ETUC, AB politikalarının çevre ülkelere taşınmasını sağlıyor. Direniş, grev gibi sözleri duyduğunda suratı ekşiyen Doğu Avrupa ülkelerinin bugünkü sendikacılarını tanımak isteyeceğinizi zannetmiyorum. Grev mi dediniz, sosyal diyalogla halletmek varken… Örgütlenme mi dediniz, patronu sendikanın kendisi için de işe yarayacağına ikna etmeye çalışmak varken… Sihirli sözcük “sosyal diyalogdur” ve sermaye sınıfına tam teslimiyetin makyajlanmış ifadesidir.

Türkiye’de ise 2000’lerin başında şişirilen AB balonunda ETUC’un fonksiyonu hiç hafife alınmamalıdır. Yüzbinlerce avro AB fonu Türkiye’deki sendikaların kasasına konuldu. Ortak eğitimler düzenlendi, projeler yapıldı. Hak-İş, Türk-İş, DİSK, KESK… Aralarında bu sürece dahil olmayanı yoktur. ETUC, AB burjuvazisi adına çok sıkı iş çıkarmıştır.
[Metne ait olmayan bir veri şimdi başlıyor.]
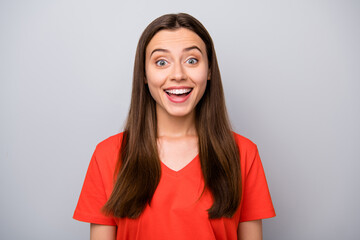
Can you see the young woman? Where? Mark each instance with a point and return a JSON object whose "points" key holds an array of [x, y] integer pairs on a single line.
{"points": [[177, 171]]}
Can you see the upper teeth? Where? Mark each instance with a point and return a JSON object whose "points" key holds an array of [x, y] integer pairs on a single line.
{"points": [[178, 91]]}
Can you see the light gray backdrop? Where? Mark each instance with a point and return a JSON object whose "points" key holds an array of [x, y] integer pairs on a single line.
{"points": [[291, 76]]}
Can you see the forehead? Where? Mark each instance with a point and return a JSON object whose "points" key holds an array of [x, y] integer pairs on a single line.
{"points": [[175, 39]]}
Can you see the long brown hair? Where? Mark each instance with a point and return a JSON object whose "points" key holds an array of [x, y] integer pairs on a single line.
{"points": [[138, 171]]}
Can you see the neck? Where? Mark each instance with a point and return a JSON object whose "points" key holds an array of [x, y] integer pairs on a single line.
{"points": [[173, 126]]}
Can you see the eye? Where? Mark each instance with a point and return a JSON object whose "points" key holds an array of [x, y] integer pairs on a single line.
{"points": [[192, 61], [161, 63]]}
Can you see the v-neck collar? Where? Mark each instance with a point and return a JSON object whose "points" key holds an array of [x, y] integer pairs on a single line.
{"points": [[183, 171]]}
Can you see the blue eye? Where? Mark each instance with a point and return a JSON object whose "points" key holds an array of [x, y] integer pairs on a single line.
{"points": [[192, 61], [161, 63]]}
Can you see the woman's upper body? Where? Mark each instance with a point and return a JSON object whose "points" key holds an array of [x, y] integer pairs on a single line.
{"points": [[177, 171], [178, 208]]}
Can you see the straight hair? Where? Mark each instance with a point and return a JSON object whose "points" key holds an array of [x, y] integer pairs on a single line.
{"points": [[138, 169]]}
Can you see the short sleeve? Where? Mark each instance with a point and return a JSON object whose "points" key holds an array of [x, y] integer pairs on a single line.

Avrupa sendikal hareketinin içinden komünistleri çıkarırsanız geriye kocaman bir ihanet enkazı kalır. Ekim devriminin hemen ertesinde kurulan Kızıl Sendikalar Enternasyonali (Profintern), İkinci savaşın bitiminde kurulan Dünya Sendikalar Federasyonu (WFTU), sermayeden ve kapitalist devletlerden bağımsız, işçi sınıfının ekonomik ve siyasal çıkarlarını birbirinden ayırmayan bir sendikal anlayışın mümkün olabileceğini gösterdiler. Bu anlayışı kapitalist ülkelerin kimi önemli sendikal merkezlerine taşımayı başardılar.

Sermayeden ve devletten bağımsız sendikal anlayış bugün uluslararası alanda güç kaybetmiş olabilir. Ancak bu anlayışın sendikal hareket ve işçi sınıfı üzerinde bıraktığı etkiyi ETUC ve benzerlerinin silmesi mümkün değildir. Bu da bir örgütlenme problemidir ve mevcut durum geçicidir.